血が香り始める
次の日、第一防衛基地を壊滅させたのをリアルタイムで確認した東京派閥は、黒ジャケットが新潟派閥の送り込んだ尖兵だと仮定し、次の日の早朝、大至急で隊を組み、新潟派閥の第一防衛基地へと向かわせた。
その数、合計400。軍隊の総数の3分の1以上が、新潟派閥侵略のために送られた。
その中には、派閥の最高戦力である四聖の1人も含まれている。絶対に落とすと言う覚悟が感じられる。
しかし、新潟派閥も馬鹿ではない。深夜に起きた異変に、次の日になってすぐ気付いた。
知らず知らずのうちに壊滅している東京派閥側の第一防衛基地。
荒らされている防衛ライン。
遠くから見ても何かがあったのは明らかな、防衛基地があったはずの場所にあるクレーター。
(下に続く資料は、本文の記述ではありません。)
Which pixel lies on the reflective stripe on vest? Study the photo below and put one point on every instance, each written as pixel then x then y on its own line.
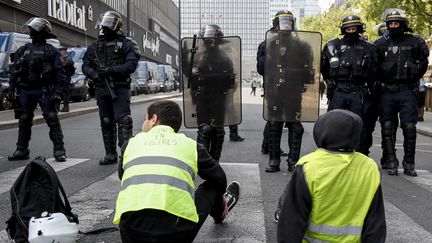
pixel 342 186
pixel 159 171
pixel 158 179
ただ、新潟派閥にとって都合の良いことが起きたのは事実。そして、誰の仕業なのか、ピンときた人物は新潟派閥に複数人存在していた。
その複数人は総じてこう思った。
黒ジャケットの仕業だ……と。
しかし、こちらにとって都合の良いことが起きたということは、相手はその遅れを取り戻そうとするはず。つまり、今日からすぐにでも、直接衝突が始まることを意味していた。
それに気づかない亮介とロカではなく、軍に指示し、第二防衛基地から第一防衛基地に100の軍隊を援軍に向かわせた。
その中には第二防衛基地でスタンバっていた犯罪者たちも在籍している。つまり……
「君は……国境での戦いぶりか! うむ! いい機会だ!」
「それはこっちのセリフ……次こそ、私の手で引導を渡してあげる」
四聖の1柱、鎧ムキムキ男と偽黒ジャケット。イロモノ同士のマッチアップが行われようとしていた。
さらに、別の場所では……
「こんにちは。おばさん……ここはスーパーではないわよ?」
「オホホ……ありがと。でもいいのよ? 散歩しに来ただけだから……」
グリードウーマンと、かつて田中伸太が憑依した体の宿主、藤崎剣斗の母、藤崎橙子が相対していた。